逆に、ギャンブルをやめると、抑え込んでいた不安が一気に表面に出てくることがある。 この時期がもっとも辛く、再発の引き金になる。 この段階で医療につながると、不安に対する治療が並行で進められる。
ADHD と依存
数字
注意欠陥多動性障害(ADHD)とギャンブル依存の関連も、研究で指摘されている。 ギャンブル依存当事者の2〜4割に、ADHD またはその傾向があるとされている。 これは一般人口(数%)と比べてかなり高い。
ADHD のサイン
大人の ADHD には、次のような特徴がある。
- 集中が続かない、気が散りやすい
- 計画を立てて実行するのが苦手
- 細かいミスが多い
- 待つのが苦手
- 衝動的に行動してしまう
- 強い刺激を求めがち
- 退屈に弱い
ギャンブルとの関係
ADHD の脳は、ドーパミンの伝達に特徴がある。 普段の生活では刺激が足りず、強い刺激を求めやすい。 ギャンブルの「結果がすぐに出る」「強い視聴覚刺激」「不確実性」は、ADHD の脳にとって特に魅力的になる。
そして衝動性が高いため、ブレーキが効きにくい。 「ちょっとだけ」と思って入った店で、限界まで打ち続けてしまう。
ADHD は治療できる。 専門医による評価と、必要に応じて薬物療法・行動療法が組み合わされる。 ADHD を治療することで、ギャンブル依存の治療も進みやすくなることが報告されている。
その他の共存症
他の依存症
ギャンブル依存当事者の多くは、別の依存も抱えている。
- アルコール依存
- ニコチン依存
- カフェイン依存
- 性依存
- ゲーム依存
- 買い物依存
これは「依存症の脳」が共通の脳の状態であることを反映している。 1つの依存をやめると、別の依存に置き換わる「依存の交換」が起きることもある。
トラウマと PTSD
過去のトラウマ(虐待、事故、戦争、喪失体験など)が、依存の背景にあることもある。 トラウマと依存の関係は深い。トラウマが背景にあると感じる場合は、トラウマ治療に詳しい精神科医・心理士・カウンセラーに相談する。

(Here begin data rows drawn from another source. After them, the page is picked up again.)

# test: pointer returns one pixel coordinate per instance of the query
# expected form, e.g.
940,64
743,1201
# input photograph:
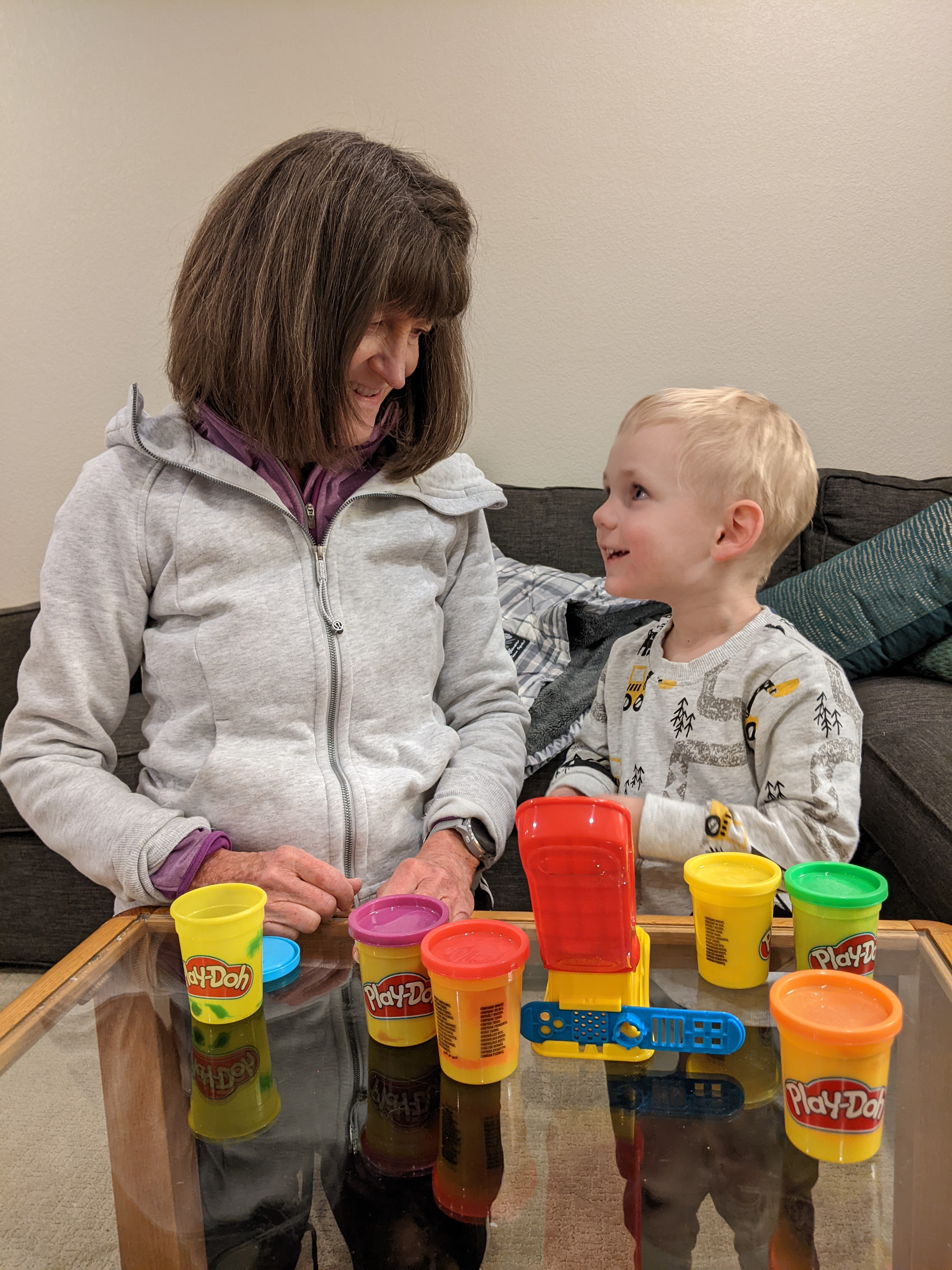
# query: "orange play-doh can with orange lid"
477,975
837,1033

本書はトラウマの治療を扱う本ではないが、医療につながることが回復の大きな一歩になる。
双極性障害
気分の浮き沈みが激しい双極性障害も、ギャンブル依存との関連が報告されている。 特に「気分が高揚する時期」(躁状態)に、ギャンブルへの衝動が強くなる。 診断と薬物療法が必要な疾患である。
共存症と自殺リスク
第8章で扱った通り、ギャンブル依存当事者の自殺リスクは一般人口の3〜4倍である。 このリスクをさらに押し上げるのが、共存症である。
うつ病・不安障害・PTSD・他の依存症などが重なっているほど、自殺リスクが高くなる。 逆に言えば、共存症を治療することで、自殺リスクを下げることができる。
「ギャンブルだけ何とかすればいい」と考えていると、自殺リスクの本当の大きさが見えない。 共存症を含めた全体像を医療で評価してもらうことが、命を守る道筋でもある。
自分のサインに気づく
セルフチェックは入口
簡単なセルフチェックで、共存症の可能性に気づくことができる。 たとえば次のような問いに、過去2週間で当てはまる数を数える。
- □ 朝、起きるのが辛い
- □ 何をしても楽しくない
- □ 食欲が変わった(増えた / 減った)
- □ 眠れない、または寝すぎる
- □ 体が重く、疲れやすい
- □ 集中できない
- □ 自分を責める考えが頭から離れない
- □ 人と会うのが苦痛
- □ 「死にたい」「消えたい」が頭をよぎる
- □ 些細なことに落ち着かない
- □ 動悸や息苦しさの発作がある
- □ 過去の辛い出来事が頭から離れない
3つ以上当てはまる場合、または「死にたい」が頭をよぎる場合は、精神科または心療内科に相談する目安になる。
ただしセルフチェックは診断ではない
セルフチェックは「気づくきっかけ」である。 診断ではない。 診断は、医師にしかできない。
「自分はうつ病だ」と決めつけたり、「セルフチェックでは大丈夫だから自分は問題ない」と決めつけたりせず、気になるサインがあれば医療機関で相談する。
「ギャンブルの相談」と一緒に伝えるだけでいい
精神科や依存症外来で「ギャンブルの相談に来ました」と伝えれば、医師はうつ・不安などの共存症も同時に評価する。 あえて「うつ病かもしれません」と言う必要はない。 ありのままの状態を話せば、必要な評価をしてくれる。